Quills is a 2000 period film directed by Philip Kaufman and adapted from the Obie award-winning play by Doug Wright, who also wrote the original screenplay. Inspired by the life and work of the Marquis de Sade, Quills re-imagines the last years of the Marquis' incarceration in the insane asylum at Charenton. It stars Geoffrey Rush as the Marquis de Sade, Joaquin Phoenix as the Abbé du Coulmier, Michael Caine as Dr. Royer-Collard, and Kate Winslet as laundress Madeleine "Maddie" LeClerc.
Well received by critics, Quills garnered numerous accolades for Rush, including nominations for an Oscar, BAFTA and a Golden Globe. The film was a modest art house success, averaging $27,709 per screen its debut weekend, and eventually grossing $17,989,277 internationally. Cited by historians as factually inaccurate, Quills filmmakers and writers said they were not making a biography of de Sade, but exploring issues such as censorship, pornography, sex, art, mental illness, and religion.

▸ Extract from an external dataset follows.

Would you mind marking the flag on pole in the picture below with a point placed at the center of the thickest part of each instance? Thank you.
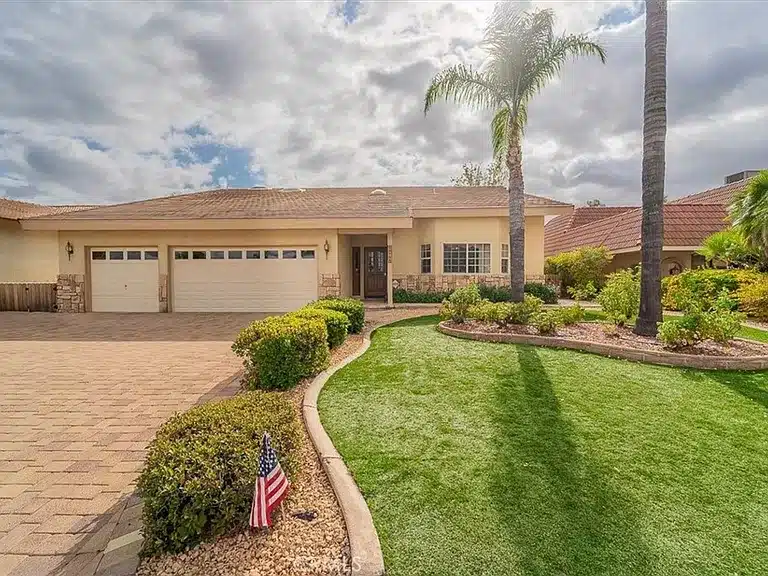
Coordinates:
(271, 486)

It was released with an 18 rating from the British Board of Film Classification due to "strong horror, violence, sex, sexual violence, and nudity".[1]

Distributed by Fox Searchlight Pictures in 2000, Quills premiered in the United States at the Telluride Film Festival on 2 September 2000. It was given a limited release on 22 November 2000, with a wider release following on 15 December 2000. The film earned $249,383 its opening weekend in nine theaters,[20] totaling $7,065,332 domestically and $10,923,895 internationally, for a total of $17,989,227.[3]

Reviews were generally positive, with a 75% "fresh" rating at the review aggregate site Rotten Tomatoes and an average score of 70/100 at Metacritic.[21][22]
Elvis Mitchell of The New York Times complimented the "euphoric stylishness" of Kaufman's direction and Geoffrey Rush's "gleeful...flamboyant" performance.[23] Peter Travers for Rolling Stone wrote about the "exceptional" actors, particularly Geoffrey Rush's "scandalously good" performance as the Marquis, populating a film that is "literate, erotic, and spoiling to be heard."[24] Stephanie Zacharek of Salon.com enthused over the "delectable and ultimately terrifying fantasy" of Quills, with Rush as "sun king," enriched by a "luminous" supporting cast.[25]
The film was not without its detractors, including Richard Schickel of Time magazine, who decried director Philip Kaufman's approach as "brutally horrific, vulgarly unamusing," creating a film that succeeds only as "soft-gore porn."[26] Eleanor Ringel Gillespie of the Atlanta Journal-Constitution concurred, finding Quills "shrill, pretentious, sophomoric and often just plain dumb."[27] Kenneth Turan of the Los Angeles Times dismissed the film as an "overripe contrivance masquerading as high art",[28] while de Sade biographer Neil Schaeffer in The Guardian criticized the film for historical inaccuracies and for simplifying de Sade's complex life (see below).[29]